Philip J. Goscienski, M.D.
Is running an exercise or a sport? How about golf? Tennis? Skiing?
All these contribute to your overall health but a high-impact activity such as running isn't for everyone and only a ski bum can schuss every day. Riding in a golf cart won't do much for conditioning your heart, lungs and bones but it's a fine sport if you can stand the frustration. Walking the course is a great exercise and still a fine sport.
The number of folks who are exercising adequately isn't going up as fast as our collective weight is but we're doing better. Neighborhood fitness centers are the investment du jour and sports leagues for mature citizens, from basketball to street hockey, are bubbling up from coast to coast.
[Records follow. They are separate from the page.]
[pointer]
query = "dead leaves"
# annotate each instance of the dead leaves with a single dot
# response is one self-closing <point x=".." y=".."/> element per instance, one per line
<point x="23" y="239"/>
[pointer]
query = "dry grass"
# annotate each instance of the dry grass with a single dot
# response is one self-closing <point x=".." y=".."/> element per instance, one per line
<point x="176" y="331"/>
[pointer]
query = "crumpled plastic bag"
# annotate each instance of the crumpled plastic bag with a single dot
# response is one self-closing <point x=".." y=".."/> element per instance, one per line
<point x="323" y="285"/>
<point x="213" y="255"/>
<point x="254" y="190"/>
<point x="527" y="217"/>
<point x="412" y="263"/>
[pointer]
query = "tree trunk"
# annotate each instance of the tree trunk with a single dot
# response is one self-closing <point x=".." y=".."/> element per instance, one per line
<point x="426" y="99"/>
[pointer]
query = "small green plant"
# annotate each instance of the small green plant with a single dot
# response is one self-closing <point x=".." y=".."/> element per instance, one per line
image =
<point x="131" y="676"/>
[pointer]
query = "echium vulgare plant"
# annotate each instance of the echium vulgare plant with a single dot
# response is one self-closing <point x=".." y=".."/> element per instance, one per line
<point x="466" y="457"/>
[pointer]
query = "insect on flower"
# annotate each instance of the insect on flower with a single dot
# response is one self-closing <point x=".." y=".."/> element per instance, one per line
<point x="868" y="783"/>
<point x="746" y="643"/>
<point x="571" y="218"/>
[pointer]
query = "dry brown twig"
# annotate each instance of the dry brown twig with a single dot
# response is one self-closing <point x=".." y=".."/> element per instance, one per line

But let's not kid ourselves! More of this activity is aimed at prolonging or regaining our youthful vigor and svelte figure than it is at avoiding heart attacks or type 2 diabetes. Sometimes it's just an "I'll show 'em" attitude; we want to feel as young as our now-grown children. Unfortunately the youngest baby boomers are well into middle age, the time when body parts begin to wear out, fall out or spread out. The wearing out part is what gets the rejuvenated athlete into trouble.
You can undo a lot of the damage from lack of exercise and junk-food-on-the-run but we're seeing the results of trying to do it all at once. Strains, sprains and torn-up knees aren't kid stuff anymore. Impatience breeds injury. Walking 2 or 3 miles the first time out is not a good idea. Running even half a mile — provided that you can even go that far — is even worse.
Major league baseball players have spring training, a time to gradually melt away the off-season pounds, to stretch tight muscles and ligaments and to get back into a healthy meal routine. Weekend tennis players leap onto the court when the first crocuses pop up, with little conditioning and no warm-up. Tennis is a sport and we should treat it that way.
If you want to feel good, to look good and to become stronger you don't need to engage in a sport. I encourage everyone to be physically active every day but it doesn't have to be as taxing as an hour on the basketball or handball court. If you enjoy doing those things, by all means keep it up, but know that a sport requires preparation and conditioning.
One hour of brisk walking 3 days a week and an hour at the local fitness center 2 or 3 days a week will keep you in good condition, strengthen your heart and lungs, make your bones thicker and stronger and dramatically reduce your chances of encountering one of the chronic diseases that take the lives of most Americans. If you do these things a weekly game of tennis will be more fun and less risky. And you might even beat the kids once in a while.